GP, general practitioner.

Examiner gender, occupation, and speciality

The examiner’s gender and occupation (academic, clinician, or clinical tutor) did not significantly impact domain score results (P> 0.05 for all comparisons) (Tables 2, 3). The scores of examiners who were clinicians were likewise not significantly influenced by their speciality (P> 0.05) (Table 4).

Table 2.

Scores by domain and by gender

	Gender	Mean	95% confidence interval
Clinical communication	M	7.27	7.23–7.31
	F	7.29	7.25–7.34
Generic communication	M	7.40	7.36–7.44
	F	7.38	7.34–7.43
Physical examination	M	7.11	7.06–7.16
	F	7.11	7.05–7.18

M, male; F, female.

Table 3.

Scores by domain and by occupation

Domain	Occupation	Mean	95% confidence interval
Clinical communication	Clinician	7.32	7.24–7.39
	Academic	7.24	7.19–7.29
	Tutor	7.32	7.27–7.37
Generic communication	Clinician	7.42	7.35–7.50
	Academic	7.34	7.31–7.39
	Tutor	7.44	7.38–7.49
Physical examination	Clinician	7.15	7.05–7.24
	Academic	7.08	7.02–7.14
	Tutor	7.14	7.07–7.20

Table 4.

Scores by domain and by specialty

Domain	Generic	Specialised	P-value
Generic communication	7.41	7.35	0.417
Clinical communication	7.28	7.28	0.956
Physical examination	7.11	7.20	0.345

Examiner seniority

Junior doctors scored consistently higher than senior doctors in all domains of OSCE assessment (Table 5). The difference in scoring was significant for generic communication (mean difference, 0.163; P= 0.01; 95% confidence interval [CI], 0.039 to 0.287) and clinical communication (mean difference, 0.177; P= 0.004; 95% CI, 0.058 to 0.295) by seniority.

Table 5.

Influence of examiner seniority on the mean difference in domain scoring, with significance calculated using the 2-tailed t-test

Objective structured clinical examination domain	Junior	Senior	Significance	Mean difference	95% confidence interval
Generic communication	7.47	7.31	0.011	0.16	0.04 to 0.29
Clinical communication	7.37	7.19	0.003	0.18	0.06 to 0.29
Physical examination	7.16	7.09	0.348	0.07	-0.08 to 0.22

Experience in assessing

Examiner experience significantly impacted generic communication scores. Examiners who had assessed OSCEs more than 5 times previously awarded 0.14 (P= 0.037; 95% CI, 0.009 to 0.271) lower mark on average than examiners who were administering an OSCE for the first time, and 0.21 (P=0.023; 95% CI, 0.030 to 0.390) mark lower than those who had done so only 2–5 times (Table 6). Differences in clinical communication and physical examination domains scores were noted but were not statistically significant (P> 0.05 for all comparisons). Raw data are available from Supplement 1.

Table 6.

Influence of examiner experience on mean domain scoring, with significance calculated by analysis of variance

Examiner experience	1st time (n = 98)	2nd to 5th time (n = 45)	> 5 times (n = 79)	P-value
Generic communication	7.44 ± 0.44	7.51 ± 0.56	7.30 ± 0.44	0.036
Clinical communication	7.34 ± 0.42	7.34 ± 0.51	7.21 ± 0.45	0.122
Physical examination	7.15 ± 0.53	7.13 ± 0.59	7.10 ± 0.58	0.875

Values are presented as mean±standard deviation.

Discussion

The assessment of communication performance is susceptible to significant bias associated with examiner experience and clinical seniority. Examiner gender, occupation, and speciality only produced trivial differences in the mean domain scores. The domain of physical examination was not significantly affected by any examiner characteristics in the present study.

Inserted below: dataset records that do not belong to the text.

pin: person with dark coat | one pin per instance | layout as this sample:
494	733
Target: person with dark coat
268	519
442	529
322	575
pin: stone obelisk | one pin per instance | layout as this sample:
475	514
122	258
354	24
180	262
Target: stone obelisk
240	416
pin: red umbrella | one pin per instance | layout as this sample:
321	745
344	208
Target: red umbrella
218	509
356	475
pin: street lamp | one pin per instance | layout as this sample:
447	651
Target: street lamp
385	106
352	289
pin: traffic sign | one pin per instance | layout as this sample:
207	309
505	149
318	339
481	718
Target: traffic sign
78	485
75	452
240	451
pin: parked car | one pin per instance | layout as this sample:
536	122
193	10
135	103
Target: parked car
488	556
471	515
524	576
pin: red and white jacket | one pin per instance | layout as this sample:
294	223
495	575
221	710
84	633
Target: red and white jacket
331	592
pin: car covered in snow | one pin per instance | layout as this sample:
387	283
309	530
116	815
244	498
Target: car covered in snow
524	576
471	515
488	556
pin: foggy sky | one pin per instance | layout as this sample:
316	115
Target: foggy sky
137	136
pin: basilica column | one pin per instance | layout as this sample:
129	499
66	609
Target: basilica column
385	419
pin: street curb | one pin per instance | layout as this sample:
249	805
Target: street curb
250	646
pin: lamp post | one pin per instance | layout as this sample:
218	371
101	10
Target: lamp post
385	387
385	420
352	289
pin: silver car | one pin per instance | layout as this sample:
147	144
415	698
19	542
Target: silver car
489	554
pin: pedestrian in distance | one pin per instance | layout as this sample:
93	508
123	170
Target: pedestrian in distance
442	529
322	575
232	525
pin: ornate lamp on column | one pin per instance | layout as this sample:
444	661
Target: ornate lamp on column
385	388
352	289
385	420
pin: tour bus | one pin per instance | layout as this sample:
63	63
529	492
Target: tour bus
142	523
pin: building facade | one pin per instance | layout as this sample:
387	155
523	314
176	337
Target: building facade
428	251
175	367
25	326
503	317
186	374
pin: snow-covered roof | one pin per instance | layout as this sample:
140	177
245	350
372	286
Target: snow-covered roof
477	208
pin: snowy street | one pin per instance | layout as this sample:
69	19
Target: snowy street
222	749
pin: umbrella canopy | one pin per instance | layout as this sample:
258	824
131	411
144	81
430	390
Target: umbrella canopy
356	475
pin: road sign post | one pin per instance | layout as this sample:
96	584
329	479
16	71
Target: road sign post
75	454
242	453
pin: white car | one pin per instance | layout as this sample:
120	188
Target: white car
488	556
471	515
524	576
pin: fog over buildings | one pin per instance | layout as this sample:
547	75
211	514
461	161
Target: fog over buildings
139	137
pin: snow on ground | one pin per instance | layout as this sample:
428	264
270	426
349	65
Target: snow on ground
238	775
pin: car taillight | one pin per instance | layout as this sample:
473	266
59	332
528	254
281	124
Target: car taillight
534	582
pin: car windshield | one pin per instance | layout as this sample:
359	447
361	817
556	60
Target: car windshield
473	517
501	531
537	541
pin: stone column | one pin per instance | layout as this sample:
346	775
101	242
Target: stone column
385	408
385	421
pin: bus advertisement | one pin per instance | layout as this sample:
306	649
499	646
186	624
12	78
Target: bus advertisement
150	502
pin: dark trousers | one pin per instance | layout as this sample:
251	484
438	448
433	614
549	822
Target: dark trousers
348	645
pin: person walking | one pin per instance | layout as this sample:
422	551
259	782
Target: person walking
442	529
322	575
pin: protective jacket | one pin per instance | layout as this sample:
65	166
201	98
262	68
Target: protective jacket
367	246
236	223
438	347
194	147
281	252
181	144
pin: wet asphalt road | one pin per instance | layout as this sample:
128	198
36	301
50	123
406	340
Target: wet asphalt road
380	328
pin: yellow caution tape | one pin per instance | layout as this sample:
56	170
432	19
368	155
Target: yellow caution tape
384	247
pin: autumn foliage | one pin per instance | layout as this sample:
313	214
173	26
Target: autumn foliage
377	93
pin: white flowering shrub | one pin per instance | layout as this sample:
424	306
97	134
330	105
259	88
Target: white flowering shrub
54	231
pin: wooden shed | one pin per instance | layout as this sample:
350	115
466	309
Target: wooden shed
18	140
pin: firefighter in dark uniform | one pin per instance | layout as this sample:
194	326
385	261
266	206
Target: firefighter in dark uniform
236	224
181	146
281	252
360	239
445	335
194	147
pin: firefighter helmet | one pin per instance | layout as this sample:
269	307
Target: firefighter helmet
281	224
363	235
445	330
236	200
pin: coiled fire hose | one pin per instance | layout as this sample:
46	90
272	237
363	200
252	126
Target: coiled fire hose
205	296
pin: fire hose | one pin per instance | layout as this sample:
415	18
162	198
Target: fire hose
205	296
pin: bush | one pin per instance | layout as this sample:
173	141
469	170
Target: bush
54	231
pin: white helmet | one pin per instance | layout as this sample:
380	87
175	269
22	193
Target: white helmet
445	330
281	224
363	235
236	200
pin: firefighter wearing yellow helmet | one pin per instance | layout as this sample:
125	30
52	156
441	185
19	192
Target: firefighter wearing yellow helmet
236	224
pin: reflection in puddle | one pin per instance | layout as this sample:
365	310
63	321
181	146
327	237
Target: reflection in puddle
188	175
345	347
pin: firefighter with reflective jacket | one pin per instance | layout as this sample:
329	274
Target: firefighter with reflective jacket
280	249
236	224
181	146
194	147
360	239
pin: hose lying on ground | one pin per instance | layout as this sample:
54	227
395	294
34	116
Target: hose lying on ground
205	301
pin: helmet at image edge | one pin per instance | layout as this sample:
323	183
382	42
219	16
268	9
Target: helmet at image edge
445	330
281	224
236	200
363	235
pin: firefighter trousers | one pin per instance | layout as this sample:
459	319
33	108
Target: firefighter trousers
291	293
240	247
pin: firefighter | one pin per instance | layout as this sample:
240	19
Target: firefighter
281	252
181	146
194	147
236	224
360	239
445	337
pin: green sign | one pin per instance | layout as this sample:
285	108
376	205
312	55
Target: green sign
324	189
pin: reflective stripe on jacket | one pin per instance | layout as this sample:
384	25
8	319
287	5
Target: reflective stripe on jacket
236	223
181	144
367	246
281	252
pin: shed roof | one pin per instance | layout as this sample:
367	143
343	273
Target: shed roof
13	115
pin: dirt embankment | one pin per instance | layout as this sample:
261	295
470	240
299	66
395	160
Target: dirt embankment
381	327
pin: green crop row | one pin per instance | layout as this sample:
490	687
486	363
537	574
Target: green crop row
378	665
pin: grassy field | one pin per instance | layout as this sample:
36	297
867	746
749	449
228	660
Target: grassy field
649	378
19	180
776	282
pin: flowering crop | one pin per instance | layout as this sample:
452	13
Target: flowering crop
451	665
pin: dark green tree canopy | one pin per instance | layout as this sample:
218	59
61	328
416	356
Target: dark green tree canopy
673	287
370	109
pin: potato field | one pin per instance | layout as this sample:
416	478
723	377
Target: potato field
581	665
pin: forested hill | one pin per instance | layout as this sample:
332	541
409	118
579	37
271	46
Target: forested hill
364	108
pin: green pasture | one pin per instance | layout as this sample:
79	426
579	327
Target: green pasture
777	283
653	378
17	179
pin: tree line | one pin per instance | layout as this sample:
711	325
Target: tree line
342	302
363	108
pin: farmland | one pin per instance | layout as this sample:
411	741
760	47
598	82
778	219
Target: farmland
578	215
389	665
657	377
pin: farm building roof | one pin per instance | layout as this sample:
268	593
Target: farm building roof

Physical examination domain marking

We propose that examination skills may be less susceptible to examiner bias because the process of patient physical examination is well-documented, fairly prescriptive, and widely accepted [8]. Thus, there is often little room for interpretation of the ‘correct’ way of executing this skill, affording greater objectivity in marking an examinee’s performance. In addition, physical examination technique can be improved upon with practice, but ultimately has a ceiling of achievement [9]. Thus, the differences in physical examination skills between OSCE candidates and examiners of varying seniority can be small, further minimising the potential for bias.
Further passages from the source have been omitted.